Am Montag 19 April 2010 17:17:11 schrieb Arnoldo Muller:
The strings will not be longer than 30 characters.
For 20 -30 character strings, using ByteStrings should be better, in my tests about 40% faster, allocation figures slightly lower, resident memory much lower and bytes copied during GC very much lower. For a sample of english text (many short words, few long), ByteStrings were about 25% faster, allocation figures very slightly lower, resident memory much lower, bytes copied much lower (relative difference not as large as for longer strings).
I am doing sets of 2000 (total of 2000^2 distance computations)
That shouldn't give memory problems either way.
I am expecting that all the operations will be lazyly performed but at some point I get a memory error.
My guess is a bad consumption pattern.
Most of the memory is being allocated for the hamming distance and I am still unable to find the source of my memory leak.

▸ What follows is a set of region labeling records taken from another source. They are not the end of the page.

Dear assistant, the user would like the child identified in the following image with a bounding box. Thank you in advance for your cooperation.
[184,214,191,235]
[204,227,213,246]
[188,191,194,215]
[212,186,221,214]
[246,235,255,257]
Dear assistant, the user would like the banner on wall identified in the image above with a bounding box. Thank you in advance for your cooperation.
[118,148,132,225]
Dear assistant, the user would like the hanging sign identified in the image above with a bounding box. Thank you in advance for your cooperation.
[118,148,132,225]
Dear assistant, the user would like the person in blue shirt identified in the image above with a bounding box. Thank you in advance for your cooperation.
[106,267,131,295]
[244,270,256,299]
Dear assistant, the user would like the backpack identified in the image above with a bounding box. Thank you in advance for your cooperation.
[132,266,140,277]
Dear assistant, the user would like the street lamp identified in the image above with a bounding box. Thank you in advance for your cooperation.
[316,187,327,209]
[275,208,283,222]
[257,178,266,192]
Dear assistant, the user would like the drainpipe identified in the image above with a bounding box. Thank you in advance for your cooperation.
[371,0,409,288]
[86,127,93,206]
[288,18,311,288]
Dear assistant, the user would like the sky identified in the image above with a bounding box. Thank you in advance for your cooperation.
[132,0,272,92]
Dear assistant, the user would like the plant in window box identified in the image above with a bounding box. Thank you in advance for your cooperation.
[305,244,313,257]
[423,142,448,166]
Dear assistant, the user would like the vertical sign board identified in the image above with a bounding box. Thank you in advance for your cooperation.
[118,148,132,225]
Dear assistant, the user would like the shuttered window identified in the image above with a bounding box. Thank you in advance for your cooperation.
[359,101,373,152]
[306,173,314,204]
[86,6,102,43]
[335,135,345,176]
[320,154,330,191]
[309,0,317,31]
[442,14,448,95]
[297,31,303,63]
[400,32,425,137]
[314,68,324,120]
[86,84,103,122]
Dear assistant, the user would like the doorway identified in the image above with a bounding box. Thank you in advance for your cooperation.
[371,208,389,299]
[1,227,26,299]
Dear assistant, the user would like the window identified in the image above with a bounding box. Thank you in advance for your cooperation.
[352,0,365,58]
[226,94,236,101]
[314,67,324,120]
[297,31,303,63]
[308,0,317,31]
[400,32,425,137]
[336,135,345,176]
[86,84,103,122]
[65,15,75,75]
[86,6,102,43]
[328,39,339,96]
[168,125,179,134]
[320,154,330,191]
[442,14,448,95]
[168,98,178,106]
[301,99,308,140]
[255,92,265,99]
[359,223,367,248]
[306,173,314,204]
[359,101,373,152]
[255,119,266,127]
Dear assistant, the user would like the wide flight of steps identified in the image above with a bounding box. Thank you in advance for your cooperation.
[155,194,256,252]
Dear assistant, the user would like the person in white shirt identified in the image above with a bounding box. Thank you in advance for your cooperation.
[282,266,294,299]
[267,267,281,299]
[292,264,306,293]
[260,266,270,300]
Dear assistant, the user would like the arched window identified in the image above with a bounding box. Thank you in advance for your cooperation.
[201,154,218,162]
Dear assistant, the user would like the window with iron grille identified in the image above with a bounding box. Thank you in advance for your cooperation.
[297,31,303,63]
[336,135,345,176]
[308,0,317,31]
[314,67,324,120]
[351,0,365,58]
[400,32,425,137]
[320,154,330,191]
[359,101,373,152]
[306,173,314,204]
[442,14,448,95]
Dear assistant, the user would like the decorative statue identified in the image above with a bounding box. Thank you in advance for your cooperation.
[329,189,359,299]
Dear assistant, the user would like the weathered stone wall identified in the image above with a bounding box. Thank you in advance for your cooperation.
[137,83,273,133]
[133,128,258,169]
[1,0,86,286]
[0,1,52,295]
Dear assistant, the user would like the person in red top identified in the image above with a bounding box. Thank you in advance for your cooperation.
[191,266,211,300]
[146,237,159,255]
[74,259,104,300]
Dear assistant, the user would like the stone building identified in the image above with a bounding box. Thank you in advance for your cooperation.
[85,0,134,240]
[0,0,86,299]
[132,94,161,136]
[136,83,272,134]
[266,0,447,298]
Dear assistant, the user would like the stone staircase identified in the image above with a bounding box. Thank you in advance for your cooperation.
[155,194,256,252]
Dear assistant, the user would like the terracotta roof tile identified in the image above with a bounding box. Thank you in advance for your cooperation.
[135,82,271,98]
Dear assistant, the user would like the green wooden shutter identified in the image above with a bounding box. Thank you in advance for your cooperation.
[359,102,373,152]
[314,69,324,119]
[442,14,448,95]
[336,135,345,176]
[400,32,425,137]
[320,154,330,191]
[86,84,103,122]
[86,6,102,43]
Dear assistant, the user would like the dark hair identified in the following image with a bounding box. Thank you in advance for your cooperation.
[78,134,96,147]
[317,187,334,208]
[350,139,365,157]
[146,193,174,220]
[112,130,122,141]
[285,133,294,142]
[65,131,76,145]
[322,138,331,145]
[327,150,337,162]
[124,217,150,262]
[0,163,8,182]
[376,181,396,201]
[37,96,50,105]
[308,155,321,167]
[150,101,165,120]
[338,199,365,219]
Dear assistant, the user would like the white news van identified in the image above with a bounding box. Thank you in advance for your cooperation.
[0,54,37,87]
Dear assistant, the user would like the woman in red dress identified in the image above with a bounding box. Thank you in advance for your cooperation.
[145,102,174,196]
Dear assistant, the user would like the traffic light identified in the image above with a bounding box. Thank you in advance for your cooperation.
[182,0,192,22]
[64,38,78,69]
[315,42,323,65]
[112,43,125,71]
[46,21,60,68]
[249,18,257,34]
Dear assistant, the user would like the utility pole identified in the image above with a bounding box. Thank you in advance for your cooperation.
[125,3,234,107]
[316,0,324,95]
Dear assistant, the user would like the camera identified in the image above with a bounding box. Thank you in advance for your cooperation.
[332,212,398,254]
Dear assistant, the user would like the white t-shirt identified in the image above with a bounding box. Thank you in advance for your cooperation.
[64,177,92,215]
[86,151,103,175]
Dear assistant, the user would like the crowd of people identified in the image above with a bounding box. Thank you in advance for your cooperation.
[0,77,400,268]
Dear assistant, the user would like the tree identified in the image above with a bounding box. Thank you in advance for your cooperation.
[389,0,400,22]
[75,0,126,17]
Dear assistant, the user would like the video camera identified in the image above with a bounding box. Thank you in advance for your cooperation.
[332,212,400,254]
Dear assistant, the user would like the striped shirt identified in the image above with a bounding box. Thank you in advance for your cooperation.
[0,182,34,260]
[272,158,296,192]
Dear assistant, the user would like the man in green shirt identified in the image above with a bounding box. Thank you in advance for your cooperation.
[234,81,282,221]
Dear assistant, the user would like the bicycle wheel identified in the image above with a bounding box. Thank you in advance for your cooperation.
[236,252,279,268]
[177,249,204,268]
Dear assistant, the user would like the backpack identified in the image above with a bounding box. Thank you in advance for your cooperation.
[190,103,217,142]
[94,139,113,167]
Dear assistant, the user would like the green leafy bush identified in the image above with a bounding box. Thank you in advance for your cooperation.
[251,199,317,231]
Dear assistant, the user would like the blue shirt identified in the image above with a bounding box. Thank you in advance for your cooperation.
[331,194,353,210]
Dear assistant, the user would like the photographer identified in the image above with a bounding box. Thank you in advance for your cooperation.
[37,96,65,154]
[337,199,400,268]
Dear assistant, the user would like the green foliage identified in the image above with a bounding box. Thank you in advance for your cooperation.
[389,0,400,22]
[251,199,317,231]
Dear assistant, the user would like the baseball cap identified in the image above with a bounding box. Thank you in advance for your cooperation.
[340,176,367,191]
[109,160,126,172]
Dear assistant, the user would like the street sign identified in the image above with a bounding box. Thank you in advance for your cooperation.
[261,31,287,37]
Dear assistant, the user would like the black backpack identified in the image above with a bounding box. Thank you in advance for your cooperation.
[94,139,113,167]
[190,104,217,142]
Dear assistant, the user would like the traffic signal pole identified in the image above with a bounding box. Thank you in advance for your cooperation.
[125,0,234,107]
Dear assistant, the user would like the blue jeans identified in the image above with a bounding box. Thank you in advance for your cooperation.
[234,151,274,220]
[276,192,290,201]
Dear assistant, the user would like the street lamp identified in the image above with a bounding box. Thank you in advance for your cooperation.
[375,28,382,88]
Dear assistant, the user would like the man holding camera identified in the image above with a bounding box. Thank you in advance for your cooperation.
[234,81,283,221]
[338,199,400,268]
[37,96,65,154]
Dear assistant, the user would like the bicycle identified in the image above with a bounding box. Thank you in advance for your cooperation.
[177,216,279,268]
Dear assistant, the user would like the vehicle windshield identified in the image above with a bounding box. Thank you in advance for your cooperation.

Allocation as such is not a problem, resident memory is the important thing. Try heap profiling to see what holds on to memory (+RTS -hc would be a good first run).
Regards,
Arnoldo
On Mon, Apr 19, 2010 at 3:47 PM, Daniel Fischer
Am Montag 19 April 2010 14:37:33 schrieb John Lato:
Is it really necessary to use Strings? I think a packed type, e.g. Vector or ByteString, would be much more efficient here.
Not very much if the strings are fairly short (and the list isn't too long, so there's not a big difference in cache-friendliness). If eight-bit characters aren't enough, packing the strings into UArray Int Char gives performance quite close to ByteStrings.
Of course this is only likely to be a benefit if you can move away from String entirely.
I suspect that "hamming2" would perform better then.
John